Converting an integer from decimal to binary is a similar process, except instead of multiplying by 2 we will be dividing by 2 and keeping track of the remainder:

\[\begin{align*} 23 // 2 &= 11\ \mathrm{rem}\ 1 \\ 11 // 2 &= 5\ \mathrm{rem}\ 1 \\ 5 // 2 &= 2\ \mathrm{rem}\ 1 \\ 2 // 2 &= 1\ \mathrm{rem}\ 0 \\ 1 // 2 &= 0\ \mathrm{rem}\ 1 \\ \end{align*}\]

Thus, $$(23)_{10}$$ becomes \((10111)_2\) in binary.

Converting Fractions Between Decimal and Binary

Real numbers add an extra level of complexity. Not only do they have a leading integer, they also have a fractional part. For now, we will represent a decimal number like 23.625 as \((10111.101)_2\). Of course, the actual machine representation depends on whether we are using a fixed point or a floating point representation, but we will get to that in later sections.

Converting a number with a fractional portion from binary to decimal is similar to converting to an integer, except that we continue into negative powers of 2 for the fractional part:

\[(10111.101)_2 = 1 \cdot 2^4 + 0 \cdot 2^3 + 1 \cdot 2^2 + 1 \cdot 2^1 + 1 \cdot 2^0 + 1 \cdot 2^{-1} + 0 \cdot 2^{-2} + 1 \cdot 2^{-3} = 23.625\]

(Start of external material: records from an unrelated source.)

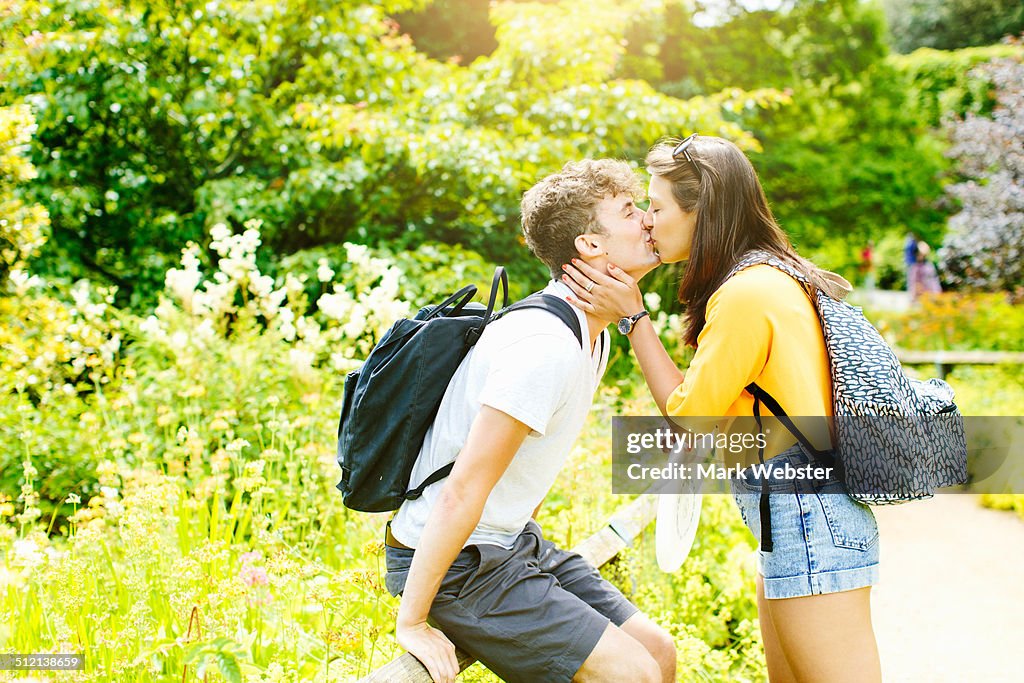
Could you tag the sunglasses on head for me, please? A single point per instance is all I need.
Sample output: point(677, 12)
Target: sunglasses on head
point(683, 148)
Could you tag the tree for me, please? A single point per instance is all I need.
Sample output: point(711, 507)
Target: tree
point(984, 248)
point(23, 226)
point(948, 25)
point(317, 117)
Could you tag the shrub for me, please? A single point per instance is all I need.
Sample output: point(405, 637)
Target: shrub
point(984, 248)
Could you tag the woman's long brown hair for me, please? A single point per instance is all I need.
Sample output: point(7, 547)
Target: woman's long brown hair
point(732, 218)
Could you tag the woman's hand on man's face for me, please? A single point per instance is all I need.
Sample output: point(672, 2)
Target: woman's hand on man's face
point(610, 295)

To convert a decimal fraction to binary, first convert the integer part to binary as previously discussed. Then, take the fractional part (ignoring the integer part) and multiply it by 2. The resulting integer part will be the binary digit. Throw away the integer part and continue the process of multiplying by 2 until the fractional part becomes 0. For example:

\[\begin{align*} 23 &= (10111)_2 \\ 2 \cdot .625 &= 1.25 \\ 2 \cdot .25 &= 0.50 \\ 2 \cdot .5 &= 1.0 \\ \end{align*}\]

By combining the integer and fractional parts, we find that \(23.625 = (10111.101)_2\).

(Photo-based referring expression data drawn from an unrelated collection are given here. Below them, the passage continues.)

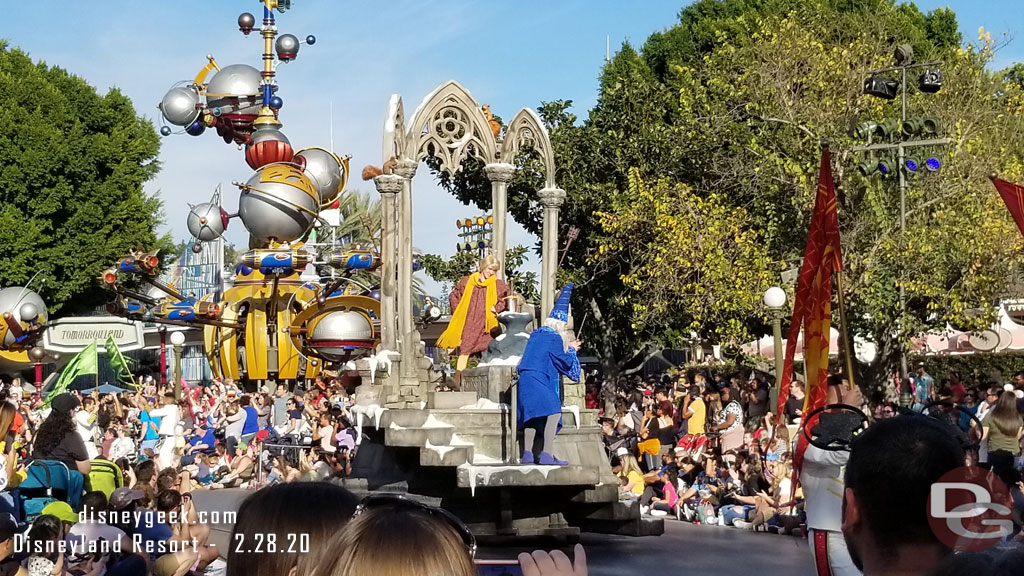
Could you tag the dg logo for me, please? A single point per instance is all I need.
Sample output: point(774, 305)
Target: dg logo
point(970, 509)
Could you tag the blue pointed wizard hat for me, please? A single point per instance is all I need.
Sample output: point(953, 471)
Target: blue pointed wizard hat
point(561, 307)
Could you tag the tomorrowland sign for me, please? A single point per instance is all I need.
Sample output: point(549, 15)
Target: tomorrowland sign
point(71, 335)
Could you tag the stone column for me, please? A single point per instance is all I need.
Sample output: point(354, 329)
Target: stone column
point(551, 199)
point(500, 176)
point(406, 170)
point(388, 186)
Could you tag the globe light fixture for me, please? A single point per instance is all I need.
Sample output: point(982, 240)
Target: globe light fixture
point(886, 166)
point(774, 297)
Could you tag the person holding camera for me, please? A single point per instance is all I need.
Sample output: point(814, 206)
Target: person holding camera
point(694, 411)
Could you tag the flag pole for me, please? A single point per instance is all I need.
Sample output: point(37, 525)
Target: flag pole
point(845, 329)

Not all fractions can be represented in binary using a finite number of digits. For example, if you try the above technique on a number like 0.1, you will find that the remaining fraction begins to repeat:

\[\begin{align*} 2 \cdot .1 &= 0.2 \\ 2 \cdot .2 &= 0.4 \\ 2 \cdot .4 &= 0.8 \\ 2 \cdot .8 &= 1.6 \\ 2 \cdot .6 &= 1.2 \\ 2 \cdot .2 &= 0.4 \\ 2 \cdot .4 &= 0.8 \\ 2 \cdot .8 &= 1.6 \\ 2 \cdot .6 &= 1.2 \\ \end{align*}\]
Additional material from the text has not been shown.